3.1 The Medallion Architecture (Bronze, Silver, Gold)

Key Takeaways

The medallion architecture organizes data into three progressive quality layers: bronze (raw), silver (validated/cleansed), and gold (business-ready aggregates).
Bronze tables capture source data exactly as ingested, typically append-only, preserving the raw record so the pipeline can be reprocessed or audited later.
Silver tables enforce schema, deduplicate, cast types, join, and apply quality rules to produce a conformed enterprise view of business entities.
Gold tables hold curated, highly aggregated data modeled for dashboards, reporting, and ML features — often one gold table per use case.
Each hop incrementally raises data quality, and the same layered design supports both batch and streaming ingestion in the lakehouse.

Last updated: June 2026

What the Medallion Architecture Solves

The medallion architecture (also called the multi-hop architecture) is a data design pattern that incrementally improves the structure and quality of data as it flows through successive layers in the lakehouse. Each layer is a set of Delta Lake tables, and data moves "hop by hop" from raw to refined. The exam expects you to identify which layer a given table belongs to from its characteristics, not just to recite definitions.

The pattern exists because raw source data is messy: it has malformed records, duplicates, inconsistent types, and missing values. Rather than fixing everything in one giant transformation, you isolate concerns across three named layers. This makes pipelines easier to debug, lets you reprocess from a known-good intermediate state, and gives different consumers a table at the right quality level for their needs.

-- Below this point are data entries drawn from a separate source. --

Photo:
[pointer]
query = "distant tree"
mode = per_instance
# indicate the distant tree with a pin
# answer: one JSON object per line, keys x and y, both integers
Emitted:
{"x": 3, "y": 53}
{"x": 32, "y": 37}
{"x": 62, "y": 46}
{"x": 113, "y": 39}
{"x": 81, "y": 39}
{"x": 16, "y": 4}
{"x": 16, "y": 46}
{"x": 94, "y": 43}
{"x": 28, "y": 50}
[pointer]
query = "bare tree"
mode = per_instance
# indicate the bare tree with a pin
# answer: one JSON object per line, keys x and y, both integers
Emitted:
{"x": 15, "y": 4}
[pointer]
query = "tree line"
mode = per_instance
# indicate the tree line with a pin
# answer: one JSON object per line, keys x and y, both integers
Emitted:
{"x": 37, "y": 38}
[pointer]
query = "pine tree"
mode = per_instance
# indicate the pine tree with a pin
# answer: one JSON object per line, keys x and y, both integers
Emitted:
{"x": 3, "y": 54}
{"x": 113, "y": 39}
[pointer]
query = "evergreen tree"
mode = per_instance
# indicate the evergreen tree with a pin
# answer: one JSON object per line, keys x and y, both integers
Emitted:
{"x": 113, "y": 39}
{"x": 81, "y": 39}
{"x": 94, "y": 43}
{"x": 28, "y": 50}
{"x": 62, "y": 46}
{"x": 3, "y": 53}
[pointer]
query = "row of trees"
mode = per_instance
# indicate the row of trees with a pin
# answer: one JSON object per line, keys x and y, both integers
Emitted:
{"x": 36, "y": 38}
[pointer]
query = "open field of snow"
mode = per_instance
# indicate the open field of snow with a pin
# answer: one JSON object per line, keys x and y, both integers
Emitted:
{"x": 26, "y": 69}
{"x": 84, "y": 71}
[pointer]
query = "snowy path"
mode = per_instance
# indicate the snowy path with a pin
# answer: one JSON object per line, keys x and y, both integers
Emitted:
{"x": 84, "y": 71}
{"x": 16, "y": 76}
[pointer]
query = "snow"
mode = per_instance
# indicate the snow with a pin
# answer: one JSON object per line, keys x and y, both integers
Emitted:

Layer	Also called	Quality	Typical write mode	Primary consumer
Bronze	Raw / landing	Lowest — as ingested	Append-only	Data engineers, reprocessing
Silver	Cleansed / conformed	Validated, deduplicated	Merge/upsert	Analysts, data scientists
Gold	Curated / aggregated	Highest — business-ready	Overwrite / merge	BI dashboards, ML, executives

Bronze Layer: Raw Ingestion

The bronze layer stores data exactly as it arrives from source systems — JSON, CSV, Parquet, CDC feeds, IoT events — with little or no transformation. Bronze tables are almost always append-only and frequently add metadata columns such as the ingestion timestamp (_ingest_time), source file name (_metadata.file_path from Auto Loader), and processing date. Preserving the unmodified raw record is the whole point: if a downstream bug is discovered, you can replay everything from bronze without re-pulling from the (possibly transient) source.

Because bronze is the system of record for raw data, you generally do not delete or update bronze rows. Schema is kept permissive — Auto Loader can even rescue unexpected columns into a _rescued_data column rather than failing the load.

Silver Layer: Cleansed and Conformed

The silver layer is where data becomes trustworthy. Transformations applied here typically include:

Schema enforcement and explicit type casting (string timestamps to real TIMESTAMP, etc.).
Deduplication of records that arrived multiple times.
Null handling, filtering of invalid rows, and applying data-quality expectations.
Joins and enrichment that combine multiple bronze sources into conformed business entities (a single customers or orders view across systems).

Silver gives the organization a clean, queryable, enterprise-wide view. It is detailed (row-level) rather than aggregated, so analysts and data scientists can slice it however they need. Silver tables are commonly written with MERGE INTO (upsert) so that updates and late-arriving changes are reflected correctly.

Gold Layer: Business-Ready Aggregates

The gold layer contains highly refined, aggregated data modeled for a specific business purpose. Where silver is general-purpose, gold is purpose-built: a daily-revenue-by-region table, a churn-feature table for an ML model, or a star-schema fact/dimension set for a BI tool. Gold tables apply the heavy GROUP BY, window functions, and joins that power dashboards, so the BI layer reads pre-computed results instead of scanning raw data.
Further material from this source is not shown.